Pride and Prejudice... and Triggers

https://voiceofthedba.com/2018/09/03/t-sql-tuesday-106-trigger-headaches-or-happiness/
This post is part of #tsql2sday event :)
I know, in the world of the database administrators and developers, the triggers are the ugly duck of the database development.

They are hard to track, hard to maintain, can have a weird transaction behavior if you are not careful and can lead to blocking your entire database if they are poorly programmed (yes, this is the prejudice).


But as anything, if treated well and programmed carefully they can be handy in a lot of special situations, but read again... I put SPECIAL SITUATIONS, let me tell you 2 histories I have with triggers, a good one and a bad one:


The Good


Some years ago, more than I want to admit, I was working on a local bank,  there was a requirement from the banking regulation authority, they ask each bank to report any currency exchange operation in near real-time (a maximum of 30 minutes to report an operation, I cannot remember exactly, but around these times) and the implementation time was some kind of short.
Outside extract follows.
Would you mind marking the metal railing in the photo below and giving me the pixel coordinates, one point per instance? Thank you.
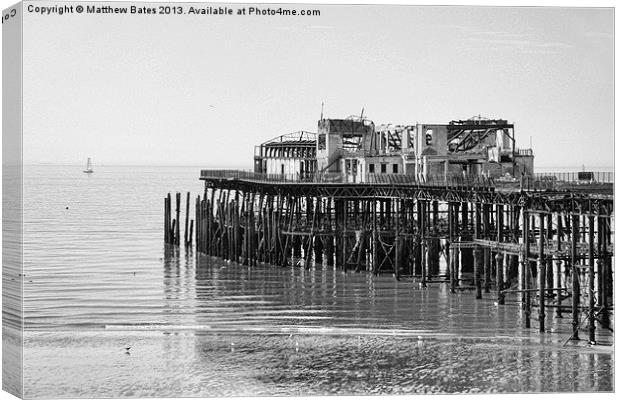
(576, 177)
From a database design, there was a lot of tables involved from different types of banking transactions, also, for changing all the source code for all transactions and test all of them to provide a good solution could take a long time to complete, so instead, we choose to use triggers.

Since everybody wants their money, and want it fast, my solution was to just insert the raw data via triggers from all involved tables to a single staging table without performing any validation, so additional overhead can be avoided to any transaction. Then a second process scheduled to run every 5 or 10 minutes collects all the data from the staging table and perform the required validations and formatting, then the transactions were processed and sent to the reporting interface asynchronously.

This process executed for years and was deployed in a fairly quick time without disrupting the existing program logic.


The Bad


Because not everything goes as expected, in another job, we have to migrate a SQL Server from an old version to a newer one, and we had enough time to optimize/change stored procedures and user code to use new features and run faster on the new server.
Everything went smoothly during development and user testing... until we go live... We did not include in the release some triggers that were on some tables on the original server, these triggers perform some extra validation for some special cases on business transactions, since we optimize some of the tables and processes, just deploying the scripts won't work.

That time I spent almost 4 or 5 days living in the office, first solving the issues for already existent transactions and then trying to implement the trigger logic on the stored procedures itself, luckily our team could implement the special cases without using triggers and we weren't fired after that :)



As with the Jane Austin novel... several love/hate histories can be written about triggers, and the only way you can determine if you love or hate them, is via personal experience, get rid of the prejudice and give them a try, maybe they can work for you!